Questa è una crisi di sistema aperta dalle toghe
Giorgia Meloni guida una maggioranza forte, l’Italia ha il governo più stabile d’Europa, i consensi dopo oltre due anni a Palazzo Chigi sono in crescita. La legislatura è in discesa, ma la velocità di crociera è rallentata da forze che puntano a logorare l’esecutivo, fino a farlo insabbiare. Non potendo impedire al governo di arrivare alla scadenza, puntano a indebolirlo, confidando anche in uno scenario internazionale con molte ombre. Questo lavoro di sfiancamento non è in grado di farlo la sinistra parlamentare, in piena bancarotta culturale, senza popolo.

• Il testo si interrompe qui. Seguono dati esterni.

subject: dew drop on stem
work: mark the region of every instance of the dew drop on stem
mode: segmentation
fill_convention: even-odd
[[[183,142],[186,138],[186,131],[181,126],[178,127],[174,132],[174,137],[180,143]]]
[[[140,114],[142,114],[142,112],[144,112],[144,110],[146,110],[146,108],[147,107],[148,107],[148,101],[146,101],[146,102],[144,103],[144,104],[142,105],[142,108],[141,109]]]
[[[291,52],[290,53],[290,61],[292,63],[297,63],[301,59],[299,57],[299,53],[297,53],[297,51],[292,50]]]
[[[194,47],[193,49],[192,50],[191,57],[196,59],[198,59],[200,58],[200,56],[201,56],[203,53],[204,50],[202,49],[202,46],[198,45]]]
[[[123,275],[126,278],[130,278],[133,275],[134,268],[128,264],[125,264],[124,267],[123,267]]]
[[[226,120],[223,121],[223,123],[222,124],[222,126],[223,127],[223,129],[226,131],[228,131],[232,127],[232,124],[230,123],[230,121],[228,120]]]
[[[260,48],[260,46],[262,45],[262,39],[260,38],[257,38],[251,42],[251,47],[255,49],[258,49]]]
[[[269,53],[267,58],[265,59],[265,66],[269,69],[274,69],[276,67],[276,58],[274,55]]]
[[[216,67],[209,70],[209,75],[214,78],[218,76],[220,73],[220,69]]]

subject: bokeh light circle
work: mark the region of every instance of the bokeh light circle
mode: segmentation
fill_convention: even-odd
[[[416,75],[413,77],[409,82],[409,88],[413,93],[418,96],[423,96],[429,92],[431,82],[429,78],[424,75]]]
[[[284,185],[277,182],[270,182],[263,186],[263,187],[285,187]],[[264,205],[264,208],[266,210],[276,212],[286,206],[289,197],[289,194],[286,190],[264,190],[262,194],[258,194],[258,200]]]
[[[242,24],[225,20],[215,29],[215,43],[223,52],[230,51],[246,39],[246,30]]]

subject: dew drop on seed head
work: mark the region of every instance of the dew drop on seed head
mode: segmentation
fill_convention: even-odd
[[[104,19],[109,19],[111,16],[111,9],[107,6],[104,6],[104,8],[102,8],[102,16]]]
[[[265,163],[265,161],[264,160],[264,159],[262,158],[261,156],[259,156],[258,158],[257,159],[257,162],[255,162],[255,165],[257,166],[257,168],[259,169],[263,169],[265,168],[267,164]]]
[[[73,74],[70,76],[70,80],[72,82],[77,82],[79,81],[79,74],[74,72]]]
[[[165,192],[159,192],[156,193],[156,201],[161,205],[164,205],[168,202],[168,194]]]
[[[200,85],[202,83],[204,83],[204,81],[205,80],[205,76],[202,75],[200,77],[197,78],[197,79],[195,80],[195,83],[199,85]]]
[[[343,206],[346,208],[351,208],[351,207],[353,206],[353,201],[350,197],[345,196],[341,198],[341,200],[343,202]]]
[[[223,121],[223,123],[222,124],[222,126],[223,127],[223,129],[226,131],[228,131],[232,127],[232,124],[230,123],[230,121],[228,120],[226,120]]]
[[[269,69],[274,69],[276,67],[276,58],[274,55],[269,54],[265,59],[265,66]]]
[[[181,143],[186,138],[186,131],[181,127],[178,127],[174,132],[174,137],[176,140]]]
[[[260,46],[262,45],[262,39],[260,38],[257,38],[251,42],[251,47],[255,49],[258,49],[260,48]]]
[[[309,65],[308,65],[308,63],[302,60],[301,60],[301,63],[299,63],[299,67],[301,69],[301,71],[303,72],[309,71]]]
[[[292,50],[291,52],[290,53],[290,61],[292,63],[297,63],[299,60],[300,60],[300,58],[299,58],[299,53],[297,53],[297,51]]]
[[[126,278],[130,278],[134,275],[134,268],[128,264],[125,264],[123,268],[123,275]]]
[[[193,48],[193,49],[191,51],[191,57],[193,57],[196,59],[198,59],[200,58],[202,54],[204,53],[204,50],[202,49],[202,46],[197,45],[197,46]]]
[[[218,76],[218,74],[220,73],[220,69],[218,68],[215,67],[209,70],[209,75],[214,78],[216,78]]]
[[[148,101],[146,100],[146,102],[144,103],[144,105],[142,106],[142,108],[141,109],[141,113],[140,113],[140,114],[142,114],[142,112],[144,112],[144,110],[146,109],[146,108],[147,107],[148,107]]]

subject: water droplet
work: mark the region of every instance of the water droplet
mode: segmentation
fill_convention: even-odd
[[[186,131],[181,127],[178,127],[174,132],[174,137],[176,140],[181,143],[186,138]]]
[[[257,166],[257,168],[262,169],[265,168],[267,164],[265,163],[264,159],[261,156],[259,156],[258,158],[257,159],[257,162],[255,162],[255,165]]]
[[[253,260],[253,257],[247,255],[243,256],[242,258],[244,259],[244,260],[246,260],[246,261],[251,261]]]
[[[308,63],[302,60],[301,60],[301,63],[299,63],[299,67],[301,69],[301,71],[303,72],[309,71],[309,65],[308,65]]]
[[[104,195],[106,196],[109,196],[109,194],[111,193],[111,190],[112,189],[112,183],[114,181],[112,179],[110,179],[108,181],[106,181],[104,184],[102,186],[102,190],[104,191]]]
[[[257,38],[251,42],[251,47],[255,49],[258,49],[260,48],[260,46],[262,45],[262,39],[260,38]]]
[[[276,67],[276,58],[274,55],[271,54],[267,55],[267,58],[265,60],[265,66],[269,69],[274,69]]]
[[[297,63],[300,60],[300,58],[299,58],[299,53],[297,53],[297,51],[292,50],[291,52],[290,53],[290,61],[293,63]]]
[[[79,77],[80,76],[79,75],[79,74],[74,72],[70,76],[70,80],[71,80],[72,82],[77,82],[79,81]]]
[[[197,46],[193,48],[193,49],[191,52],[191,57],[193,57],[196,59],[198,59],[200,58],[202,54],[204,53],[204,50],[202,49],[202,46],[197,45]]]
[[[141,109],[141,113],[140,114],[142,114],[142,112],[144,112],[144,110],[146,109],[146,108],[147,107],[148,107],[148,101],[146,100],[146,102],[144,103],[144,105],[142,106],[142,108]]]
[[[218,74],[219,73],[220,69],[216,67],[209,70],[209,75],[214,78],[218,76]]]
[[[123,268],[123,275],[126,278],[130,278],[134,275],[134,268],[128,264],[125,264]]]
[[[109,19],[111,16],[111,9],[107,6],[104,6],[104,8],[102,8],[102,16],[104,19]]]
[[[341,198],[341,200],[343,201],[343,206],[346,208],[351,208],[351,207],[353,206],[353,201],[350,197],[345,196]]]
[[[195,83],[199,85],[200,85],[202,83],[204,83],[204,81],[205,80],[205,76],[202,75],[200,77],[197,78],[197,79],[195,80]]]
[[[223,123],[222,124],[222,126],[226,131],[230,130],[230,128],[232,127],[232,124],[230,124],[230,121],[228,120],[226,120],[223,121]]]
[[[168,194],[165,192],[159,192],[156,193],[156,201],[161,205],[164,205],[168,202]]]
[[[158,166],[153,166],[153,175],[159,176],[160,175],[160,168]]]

L’opera di demolizione è affidata a un sistema di potere di cui la magistratura è solo il fronte più visibile, sorvegliato e protetto dall’esercito dell’alta burocrazia, da funzionari irresponsabili e inamovibili, che con i tribunali disfano il programma del centrodestra. Questa operazione di sfascio conta sulle complicità di tecnostrutture dello Stato, sulla finanza dei salotti che non vogliono la nascita di outsider, sui media di cui sono espressione. Che fare? Andare avanti, certo, ma ci sono molti modi per farlo. La domanda che deve porsi Giorgia Meloni è quella del suo tempo e quello degli avversari, del carpe diem, del cogliere l’attimo. Oggi è forte, l’assalto delle toghe ha fatto balzare il consenso, la sinistra è a pezzi, la destra è unita. E gli italiani hanno capito. Non c’è una crisi di governo, ma c’è una crisi di sistema, l’hanno aperta i magistrati.